The Baker-Polito Administration will invest $20 million in this new Reserve Fund, enabling the fund to serve thousands of families who are homeless or at risk of homelessness.
- Incentivize providers to quickly assess and service families according to their specific needs
- For each family, providers will develop a plan to achieve housing stability and help the family access available services to meet that goal. Whether it’s child care, education, job training, rental assistance or substance abuse treatment, each family will need different resources to address their unique reason for their housing instability
- This will help keep families in their communities, rather than placing them in a motel far from their support network, their children’s school and their job
- This will reduce both the number of homeless families and the length of stay in shelter of homeless families, resulting in savings that will be invested in the Reserve Fund and other important state services
- This proposal revises the categories of eligibility for Emergency Assistance so that those in an emergency situation are able to enter the system, while those who need help with housing stabilization are diverted to other types of services and support
- This aligns the Massachusetts definition of emergency closer to the federal definition
- Maintains a 30-day presumptive placement requirement, so that any family in critical need of shelter would be placed until their needs and eligibility could be assessed and they could be connected with the most appropriate services
- The administration has also identified an additional $1.5 million in funding for the HomeBASE program, which provides short-term housing assistance
- The budget also provides an additional $2 million for homelessness support services at the Department of Mental Health
Additional Background on the Homelessness Crisis in Massachusetts:
The number of homeless families in Massachusetts is at the highest level in the history of the family sheltering program since it began 30 years ago. There are approximately 4,500 families in Massachusetts’ Emergency Assistance (EA) shelter program. More than 1,400 of these families with children are being temporarily sheltered in hotels and motels across Massachusetts because emergency shelters are full.
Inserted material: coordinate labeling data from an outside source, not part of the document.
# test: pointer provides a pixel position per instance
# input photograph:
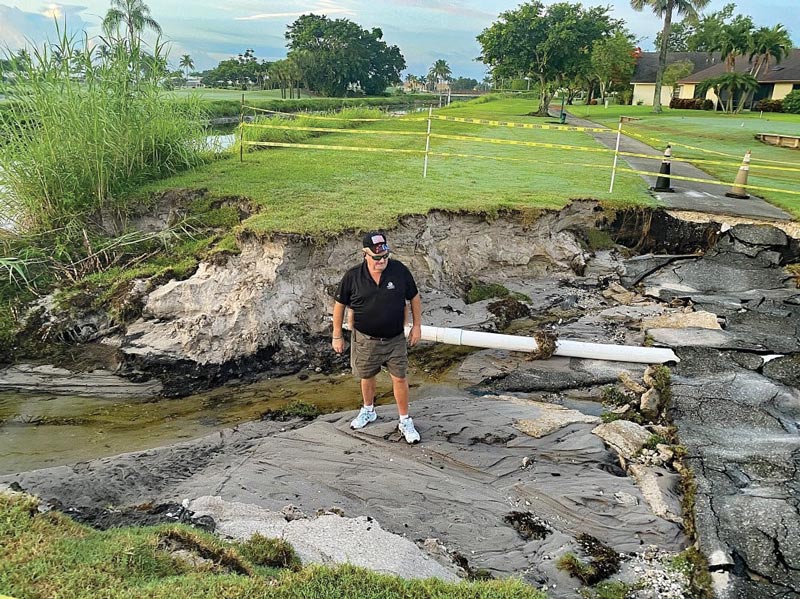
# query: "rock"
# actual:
(785, 369)
(551, 418)
(650, 404)
(665, 452)
(99, 383)
(327, 539)
(658, 487)
(626, 437)
(630, 384)
(682, 320)
(761, 235)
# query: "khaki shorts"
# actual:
(368, 354)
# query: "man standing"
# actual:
(376, 291)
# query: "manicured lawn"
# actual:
(208, 93)
(721, 138)
(324, 191)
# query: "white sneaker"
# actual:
(406, 428)
(364, 417)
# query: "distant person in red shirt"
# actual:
(376, 291)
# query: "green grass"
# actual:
(714, 133)
(47, 555)
(321, 191)
(209, 93)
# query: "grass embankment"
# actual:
(47, 555)
(720, 138)
(313, 191)
(228, 102)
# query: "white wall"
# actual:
(645, 91)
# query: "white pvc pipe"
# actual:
(572, 349)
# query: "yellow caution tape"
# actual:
(328, 130)
(297, 115)
(709, 181)
(630, 133)
(511, 142)
(458, 119)
(278, 144)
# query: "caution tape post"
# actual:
(738, 190)
(662, 183)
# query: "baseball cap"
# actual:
(375, 242)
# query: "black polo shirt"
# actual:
(379, 310)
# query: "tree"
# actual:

State spending on hotels and motels for homeless families this year will be more than $40 million, or $110,000 a day, compared with $1 million six years ago. For FY ‘15, the total amount expended on Emergency Assistance for homeless families is expected to be more than $180 million, up from $150 million in FY10. While the number of homeless families is declining nationally, the number of homeless families continues to rise in Massachusetts.
These families are frequently placed in motels far away from where they have been living, which means they are separated from their communities and family support networks, and their kids miss days or weeks of school, or have to be transported back to their home communities to attend school.
The average motel stay is seven months, at a cost to the state of $2500/month.